The prophet is trying to prepare the hearts of the people for their liberation from captivity and their return to Jerusalem. They had suffered so long, and many were tempted to fall away from the Lord, and his covenant.

This text from Isaiah 40 has become well known, even to those who are not steeped in the Bible, because of George Frideric Handel’s immense and powerful oratorio, known as the “Messiah.” He wrote this heavenly musical praise of the Lord in less than a month in the spring of 1742. It was originally composed to be an Easter piece, but we hear it most often at Christmas time now. Using the words of Isaiah 40 Handel’s Messiah begins with the words: “Comfort ye, O comfort ye my people.”

As we are presently in that part of the Church year called Lent, the period of preparation before Easter, Isaiah 40 is a very appropriate reading for us to enter into. The prophet in this section of Isaiah is writing at a time when the Israelites were well into their Babylonian exile. He is speaking to them in uplifting words, encouraging them, giving them a sense of hope that the time of their exile is coming to an end. In verse 3 we hear the famous words, “A voice of one calling: ‘In the wilderness prepare the way of the Lord, make straight in the desert a highway for our God.” The prophet is trying to prepare the hearts of the people for their liberation from captivity and their return to Jerusalem.
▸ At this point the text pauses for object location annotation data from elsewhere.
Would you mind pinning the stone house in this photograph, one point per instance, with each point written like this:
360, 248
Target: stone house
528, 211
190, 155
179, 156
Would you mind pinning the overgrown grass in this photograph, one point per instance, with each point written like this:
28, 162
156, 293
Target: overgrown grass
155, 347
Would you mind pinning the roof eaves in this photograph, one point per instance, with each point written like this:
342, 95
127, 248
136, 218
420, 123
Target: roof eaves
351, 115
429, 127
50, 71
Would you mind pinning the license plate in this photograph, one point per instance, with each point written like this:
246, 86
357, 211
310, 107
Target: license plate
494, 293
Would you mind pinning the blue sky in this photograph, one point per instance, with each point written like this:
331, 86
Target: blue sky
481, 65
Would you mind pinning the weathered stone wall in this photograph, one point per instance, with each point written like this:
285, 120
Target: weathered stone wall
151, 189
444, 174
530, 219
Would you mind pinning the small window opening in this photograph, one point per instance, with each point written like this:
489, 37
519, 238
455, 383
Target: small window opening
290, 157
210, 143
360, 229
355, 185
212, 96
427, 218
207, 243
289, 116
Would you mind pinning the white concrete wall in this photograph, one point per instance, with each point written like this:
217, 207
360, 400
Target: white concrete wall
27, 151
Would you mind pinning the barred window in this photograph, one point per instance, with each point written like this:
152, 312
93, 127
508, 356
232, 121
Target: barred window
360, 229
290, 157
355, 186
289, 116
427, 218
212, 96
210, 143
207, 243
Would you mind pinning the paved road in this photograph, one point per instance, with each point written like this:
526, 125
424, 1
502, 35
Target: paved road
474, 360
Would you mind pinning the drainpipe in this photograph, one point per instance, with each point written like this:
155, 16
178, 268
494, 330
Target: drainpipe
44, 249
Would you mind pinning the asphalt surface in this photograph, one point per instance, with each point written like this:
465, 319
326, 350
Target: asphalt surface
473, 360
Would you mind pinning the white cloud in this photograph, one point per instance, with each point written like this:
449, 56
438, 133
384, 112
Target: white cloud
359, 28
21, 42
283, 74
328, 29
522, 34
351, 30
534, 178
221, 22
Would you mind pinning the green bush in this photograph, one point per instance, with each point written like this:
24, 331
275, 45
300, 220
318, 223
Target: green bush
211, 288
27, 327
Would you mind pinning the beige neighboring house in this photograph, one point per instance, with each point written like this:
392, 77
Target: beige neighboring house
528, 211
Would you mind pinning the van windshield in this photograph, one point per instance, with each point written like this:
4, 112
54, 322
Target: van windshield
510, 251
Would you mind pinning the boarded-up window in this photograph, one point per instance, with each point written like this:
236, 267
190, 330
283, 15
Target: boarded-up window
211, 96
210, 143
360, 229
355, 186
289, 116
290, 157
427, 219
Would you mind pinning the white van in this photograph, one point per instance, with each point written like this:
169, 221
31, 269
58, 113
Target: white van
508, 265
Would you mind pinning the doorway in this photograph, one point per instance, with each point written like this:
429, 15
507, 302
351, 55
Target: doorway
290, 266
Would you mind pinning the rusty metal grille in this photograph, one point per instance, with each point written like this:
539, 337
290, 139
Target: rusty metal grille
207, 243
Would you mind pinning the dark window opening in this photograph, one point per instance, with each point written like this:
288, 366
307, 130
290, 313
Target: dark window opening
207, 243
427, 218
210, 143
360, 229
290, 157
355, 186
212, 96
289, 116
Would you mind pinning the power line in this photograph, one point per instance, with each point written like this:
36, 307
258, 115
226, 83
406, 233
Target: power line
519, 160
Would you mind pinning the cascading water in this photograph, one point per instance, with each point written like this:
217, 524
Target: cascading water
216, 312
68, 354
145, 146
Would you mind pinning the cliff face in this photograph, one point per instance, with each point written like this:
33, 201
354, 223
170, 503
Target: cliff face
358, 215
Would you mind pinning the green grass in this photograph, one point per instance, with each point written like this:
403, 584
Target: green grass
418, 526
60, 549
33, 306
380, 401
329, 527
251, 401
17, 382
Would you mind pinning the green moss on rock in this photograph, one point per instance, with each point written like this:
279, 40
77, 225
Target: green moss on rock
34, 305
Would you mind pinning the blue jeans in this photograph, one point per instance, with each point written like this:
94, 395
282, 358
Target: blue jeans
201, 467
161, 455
They had suffered so long, and many were tempted to fall away from the Lord, and his covenant.

The prophet, inspired by God, gently chides them to remember the Lord and his promises. “Do you not know? Have you not heard? Has it not been told to you from the beginning? Have you not understood since the earth was founded?” (verse 21) He reminds them of God’s greatness and their smallness. He reminds them that the Lord is the One who created and holds all things up because of his great power and mighty strength. He encourages them with these words and admonishing them for their complaining, reminding them that the Lord is everlasting and never grows tired or weary of his love for us. Even more encouraging, he reminds them that the Lord will give strength to the weary. He reminds them that, if they have hope, even if they stumble and fall, their strength will be renewed by the Lord’s eternal love and mercy. “They will mount up with wings like eagles; they shall run and not grow weary; they shall walk and not faint.”

As Christians, we associate “the voice of one calling in the desert” to John the Baptist. His ministry was to awaken us to the Messiah’s coming. The long wait for the fulfillment of the ancient promise of mercy that the Lord gave to Abraham and to his children forever, is over. The call to repentance still remains true. We are chided to repent and to prepare our own hearts to receive the Lord again and again, each day. We who have seen his face, heard his voice, who know of his death and resurrection, are reminded here to cling to our hope when we, too, stumble or fall, for the glory of the Lord has been revealed to us in Christ, our Savior.

Jesus, you are the Savior of the world. Deepen our faith. Teach us to prepare our hearts to receive you each and every day, so that we may grow daily in our abilities to know, to love, and to serve you in everything we do. With your grace we shall soar on the eagle’s wings of holy hope. In your name we pray, Jesus. Amen!